One of my many favorite parts from the book is this …

“I peeled a banana and started to eat it.

Swati looked at me.

‘When you eat something in front of others, you should offer them too.’

‘Ma tells me that too.’ I pulled out another banana from my bag and asked Swati, ‘Want it?’

She shook her head. So I peeled that one as well and ate it.

Swati said, ‘When somebody said they don’t want it. You should ask them a few more times.’

‘Why is that?’ I asked. ‘That is how it is.’

‘But I asked you and you said you didn’t want it so I ate it.’

‘It doesn’t work like that.’

‘What if I don’t want to offer it, what should I say?’ I asked.

She laughed.

‘Tell me.’

‘Then don’t eat it in front of others.’

‘Okay,’ I said and then turned around and with my back to Swati I unwrapped a chocolate bar and quickly ate it.
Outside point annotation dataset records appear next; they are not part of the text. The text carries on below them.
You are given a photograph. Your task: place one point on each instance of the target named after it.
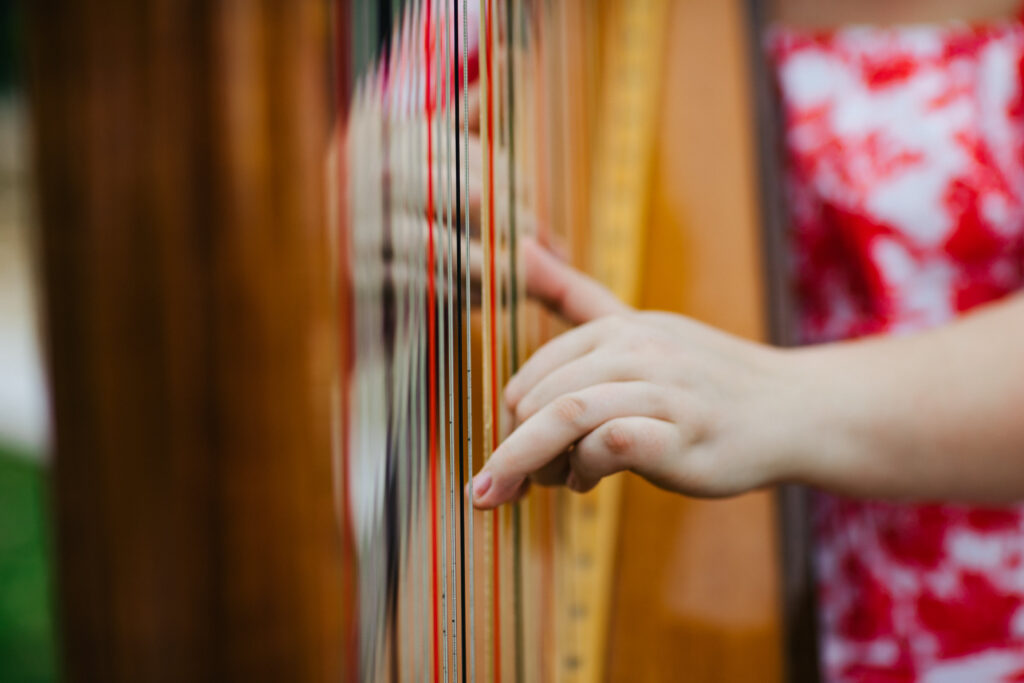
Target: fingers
(556, 352)
(564, 290)
(556, 427)
(593, 368)
(624, 440)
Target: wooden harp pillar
(179, 156)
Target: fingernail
(481, 484)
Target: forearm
(937, 416)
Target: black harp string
(450, 207)
(433, 121)
(462, 223)
(468, 539)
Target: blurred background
(27, 647)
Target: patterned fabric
(905, 183)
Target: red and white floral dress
(905, 183)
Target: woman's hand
(688, 408)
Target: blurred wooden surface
(179, 151)
(697, 593)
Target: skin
(692, 410)
(936, 416)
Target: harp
(585, 124)
(207, 292)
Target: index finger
(554, 428)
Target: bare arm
(937, 416)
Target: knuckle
(523, 410)
(569, 409)
(617, 438)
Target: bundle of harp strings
(463, 135)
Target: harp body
(210, 301)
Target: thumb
(564, 290)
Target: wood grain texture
(179, 151)
(697, 591)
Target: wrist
(833, 397)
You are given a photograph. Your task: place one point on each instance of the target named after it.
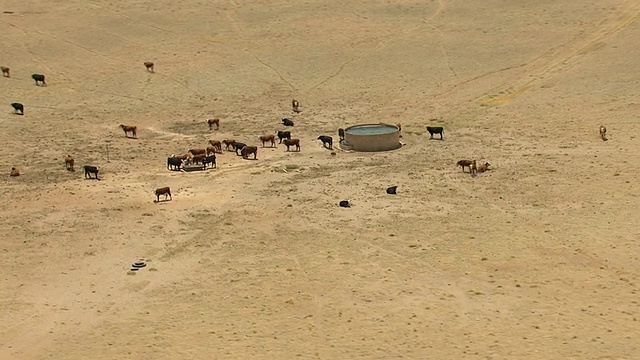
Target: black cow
(287, 122)
(435, 130)
(283, 135)
(326, 140)
(174, 163)
(38, 78)
(88, 170)
(18, 107)
(211, 159)
(238, 146)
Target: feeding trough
(193, 167)
(371, 137)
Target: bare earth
(536, 259)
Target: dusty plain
(535, 259)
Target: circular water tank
(371, 137)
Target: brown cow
(464, 163)
(166, 191)
(216, 144)
(129, 129)
(69, 162)
(248, 150)
(268, 138)
(198, 151)
(211, 150)
(212, 122)
(292, 142)
(295, 106)
(474, 168)
(228, 144)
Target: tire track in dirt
(556, 60)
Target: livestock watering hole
(371, 138)
(532, 259)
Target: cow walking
(89, 169)
(18, 107)
(166, 191)
(39, 78)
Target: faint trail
(131, 19)
(378, 47)
(564, 56)
(258, 59)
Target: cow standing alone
(39, 78)
(89, 169)
(166, 191)
(18, 107)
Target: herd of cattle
(206, 157)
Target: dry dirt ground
(536, 259)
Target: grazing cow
(292, 142)
(69, 162)
(174, 163)
(283, 135)
(198, 151)
(38, 78)
(474, 168)
(248, 150)
(327, 141)
(89, 169)
(465, 163)
(216, 144)
(212, 122)
(18, 107)
(603, 133)
(211, 159)
(483, 167)
(435, 130)
(238, 146)
(211, 150)
(197, 159)
(287, 122)
(295, 106)
(166, 191)
(228, 144)
(268, 138)
(129, 129)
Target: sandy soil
(536, 259)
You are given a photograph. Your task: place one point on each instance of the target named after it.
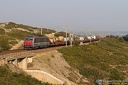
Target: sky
(75, 15)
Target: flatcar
(36, 41)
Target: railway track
(21, 52)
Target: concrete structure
(18, 59)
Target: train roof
(37, 36)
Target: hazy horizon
(79, 16)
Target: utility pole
(66, 36)
(41, 30)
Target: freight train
(42, 41)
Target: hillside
(11, 33)
(107, 59)
(8, 77)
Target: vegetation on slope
(125, 37)
(11, 33)
(107, 59)
(7, 77)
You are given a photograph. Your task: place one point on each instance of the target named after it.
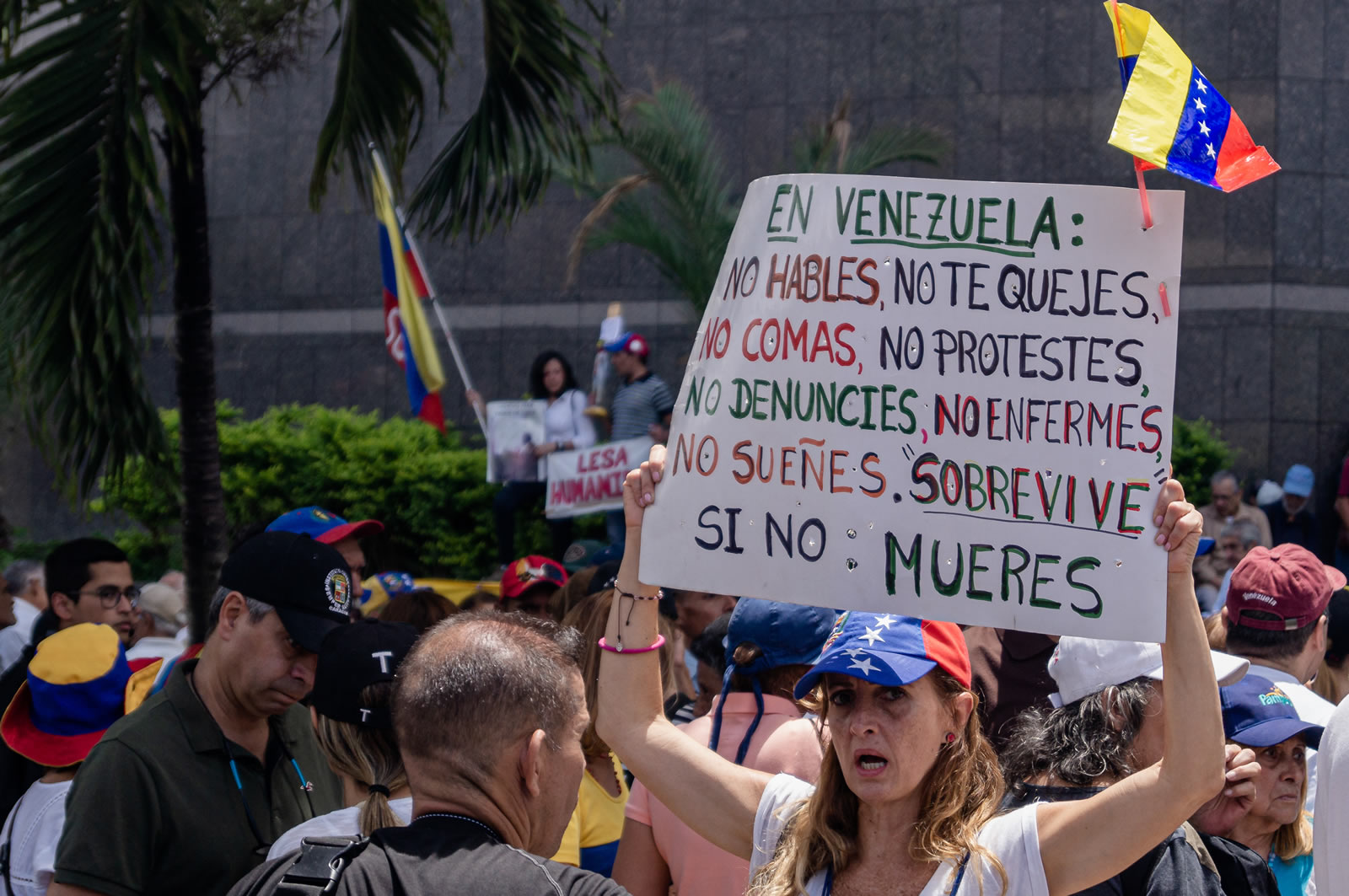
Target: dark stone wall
(1025, 91)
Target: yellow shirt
(591, 838)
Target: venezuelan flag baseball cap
(889, 651)
(324, 527)
(78, 684)
(631, 341)
(530, 571)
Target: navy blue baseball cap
(1258, 713)
(324, 525)
(786, 633)
(890, 651)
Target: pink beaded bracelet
(660, 642)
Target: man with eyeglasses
(328, 528)
(88, 581)
(188, 792)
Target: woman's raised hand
(1180, 527)
(640, 487)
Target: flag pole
(1137, 164)
(431, 287)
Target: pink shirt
(784, 743)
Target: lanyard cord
(305, 786)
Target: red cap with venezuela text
(1286, 584)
‘You will never get it,’ She said

‘But I didn’t eat it in front of you.’

‘You didn’t, but I knew you were eating it nevertheless.’

‘Oh, you didn’t tell me that I should eat it without you knowing about it.

But if you want to eat it, why don’t you just ask me?’

‘One shouldn’t.’

‘But I do.’

She smiled again.

‘Why shouldn’t one ask?’ I asked.

‘It is rude.’

‘You mean it is not social,’ I asked.

‘Yes’, she said.

I found it very funny. When people want to eat something, they shouldn’t ask for it. When people are offered something, even though they would like to have it, they refuse. Then you are supposed to ask them a few more times and persuade them to take it. In a way, it is better not to be social. Why do people invent such social customs to make life so complicated? When I feel like eating something, I ask. When somebody offers me something, which I want, I take it. I must write my own social rulebook. It will be about all the simple things I could follow and all the tougher ones that I would leave for the world to follow. There will be two paths – the easy one and the hard one. Then people will have a choice. As of now, there doesn’t seem to be a choice. All of us are expected to follow one rulebook. My rulebook will have simple rules. – “Ask for what you want’ and ‘Say no to what you don’t want.’ Wont the world be a much simpler place when you say what you mean?”

Actually, coming to think of it, I started to question myself as to why we cry when actually we are happy.  Why do we say ‘I’m fine’, when we actually aren’? Why can’t we say ‘I’m not fine’? And why don’t people leave us alone when we say so? Why cant we just say yes to a yes, instead of a no and expecting to be asked twice more? Why don’t we have the freedom to say a no without being forced to say yes and having to pretend to like it? Why do we make life more complicated than what it already is?

To all the special children around the world and the truly blessed parents who are around taking care of them, My love and prayers! Because of you, few true souls, the world wants to live longer.